SharedCLibrary_LibInitAPCS_R documentation

47 posts, 5 voices

Pages: 1 2

Mar 25, 2014 12:51am

_swi(x) dates from 1991 though I’m unsure when it went into CLib. Another thread suggests it went into Desktop C in 1991, so maybe from RISC OS 3.1 onwards (3.1 being 1992)?

Mar 25, 2014 7:23am

Jon Abbott (1421) 2651 posts

As there’s no mention of _swi or _swix in any official PRM and they’ve been there for some time, I suspect they were meant for internal use only. Referencing the CLib documentation on riscos.com about _kernel_swi:

Warning: If you use this function to call a SWI that returns an error longer than 148 bytes, the register dump area is corrupted; even longer errors may corrupt other vital system data. You should ensure that no error will be returned – or work round this problem by instead using the internal function _swix, which is documented in the C library header files.

It’s a fair assumption that CLib chunk id 2 has been 183 official entries and 185 unofficial entries since RO3.1, so I’ll code accordingly.

Mar 25, 2014 11:16am

Jeffrey Lee (213) 6048 posts

Warning: If you use this function to call a SWI that returns an error longer than 148 bytes, the register dump area is corrupted

That doesn’t sound very useful! (Although I’m not sure what register dump area the docs are talking about)

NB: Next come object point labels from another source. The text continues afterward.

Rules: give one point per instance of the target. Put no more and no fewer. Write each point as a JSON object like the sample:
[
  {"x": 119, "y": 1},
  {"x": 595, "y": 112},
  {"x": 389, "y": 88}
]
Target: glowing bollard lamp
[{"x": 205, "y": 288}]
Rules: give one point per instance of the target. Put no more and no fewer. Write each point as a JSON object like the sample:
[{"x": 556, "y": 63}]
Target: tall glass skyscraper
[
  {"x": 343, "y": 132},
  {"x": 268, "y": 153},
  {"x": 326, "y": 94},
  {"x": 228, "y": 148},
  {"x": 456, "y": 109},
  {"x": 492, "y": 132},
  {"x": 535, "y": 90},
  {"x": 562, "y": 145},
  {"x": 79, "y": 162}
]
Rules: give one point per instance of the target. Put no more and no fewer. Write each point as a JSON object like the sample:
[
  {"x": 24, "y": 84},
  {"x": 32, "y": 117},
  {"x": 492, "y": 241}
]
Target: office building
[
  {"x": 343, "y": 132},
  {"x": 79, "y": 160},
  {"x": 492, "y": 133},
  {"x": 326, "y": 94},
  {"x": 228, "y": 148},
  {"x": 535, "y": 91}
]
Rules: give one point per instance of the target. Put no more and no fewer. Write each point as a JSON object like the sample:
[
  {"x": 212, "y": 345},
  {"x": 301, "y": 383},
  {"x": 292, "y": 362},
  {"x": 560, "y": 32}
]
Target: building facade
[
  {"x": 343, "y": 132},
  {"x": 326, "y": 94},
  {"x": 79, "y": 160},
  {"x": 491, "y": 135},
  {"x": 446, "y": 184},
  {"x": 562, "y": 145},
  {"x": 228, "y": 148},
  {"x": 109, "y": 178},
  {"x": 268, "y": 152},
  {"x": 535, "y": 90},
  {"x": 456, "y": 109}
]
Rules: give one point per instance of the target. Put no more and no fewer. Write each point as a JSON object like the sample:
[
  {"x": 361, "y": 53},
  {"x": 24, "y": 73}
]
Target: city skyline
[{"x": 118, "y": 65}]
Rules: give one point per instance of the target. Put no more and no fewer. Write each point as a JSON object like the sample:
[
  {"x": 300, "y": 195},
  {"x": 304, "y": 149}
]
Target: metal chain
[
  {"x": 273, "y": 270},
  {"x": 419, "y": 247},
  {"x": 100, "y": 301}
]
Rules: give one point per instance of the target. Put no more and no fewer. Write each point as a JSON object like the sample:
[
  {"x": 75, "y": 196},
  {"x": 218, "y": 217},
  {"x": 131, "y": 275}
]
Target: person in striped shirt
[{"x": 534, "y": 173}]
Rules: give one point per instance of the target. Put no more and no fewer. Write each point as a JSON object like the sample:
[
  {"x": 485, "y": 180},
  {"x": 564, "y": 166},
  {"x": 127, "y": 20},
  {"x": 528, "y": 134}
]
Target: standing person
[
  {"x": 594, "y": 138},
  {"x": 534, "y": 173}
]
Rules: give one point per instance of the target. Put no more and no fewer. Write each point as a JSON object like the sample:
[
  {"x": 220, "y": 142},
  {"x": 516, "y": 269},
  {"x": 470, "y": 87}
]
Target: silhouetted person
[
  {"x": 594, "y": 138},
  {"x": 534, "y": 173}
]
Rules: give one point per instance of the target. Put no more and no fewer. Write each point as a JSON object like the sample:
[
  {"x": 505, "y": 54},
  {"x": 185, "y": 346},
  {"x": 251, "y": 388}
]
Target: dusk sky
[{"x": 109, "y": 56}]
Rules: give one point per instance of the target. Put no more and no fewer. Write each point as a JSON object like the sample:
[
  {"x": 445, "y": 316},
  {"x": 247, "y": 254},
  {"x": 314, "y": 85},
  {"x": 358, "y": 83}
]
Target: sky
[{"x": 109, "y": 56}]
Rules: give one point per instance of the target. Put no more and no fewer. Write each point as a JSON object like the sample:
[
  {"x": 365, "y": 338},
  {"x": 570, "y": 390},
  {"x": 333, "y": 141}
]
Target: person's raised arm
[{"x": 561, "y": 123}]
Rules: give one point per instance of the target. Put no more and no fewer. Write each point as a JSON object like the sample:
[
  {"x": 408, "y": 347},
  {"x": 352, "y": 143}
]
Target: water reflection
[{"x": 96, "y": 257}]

I wonder if that’s just a bug in ROL’s version? From a cursory look at the sources it doesn’t look like ROOL’s version suffers from the same problem (the workspace allocation shows a full 256 bytes for the error buffer).

However we do definitely have a problem in that the routine to copy the error message to the buffer doesn’t check for buffer overflows, so if a module did generate an error string longer than 252 bytes we’d be in trouble.

Mar 25, 2014 11:51am

Jon Abbott (1421) 2651 posts

Stop copying at a zero or 251 chars and append a zero? Not ideal, but will prevent corruption in the unlikely event an error is >251 chars long.

Incidentally, swi and swix are documented in CVS

Mar 25, 2014 8:25pm

Rick Murray (539) 13840 posts

_swi(x) dates from 1991 though I’m unsure when it went into CLib.

19-Nov-91. It’s in Lib.RISC_OSLib.clib.s.cl_entries.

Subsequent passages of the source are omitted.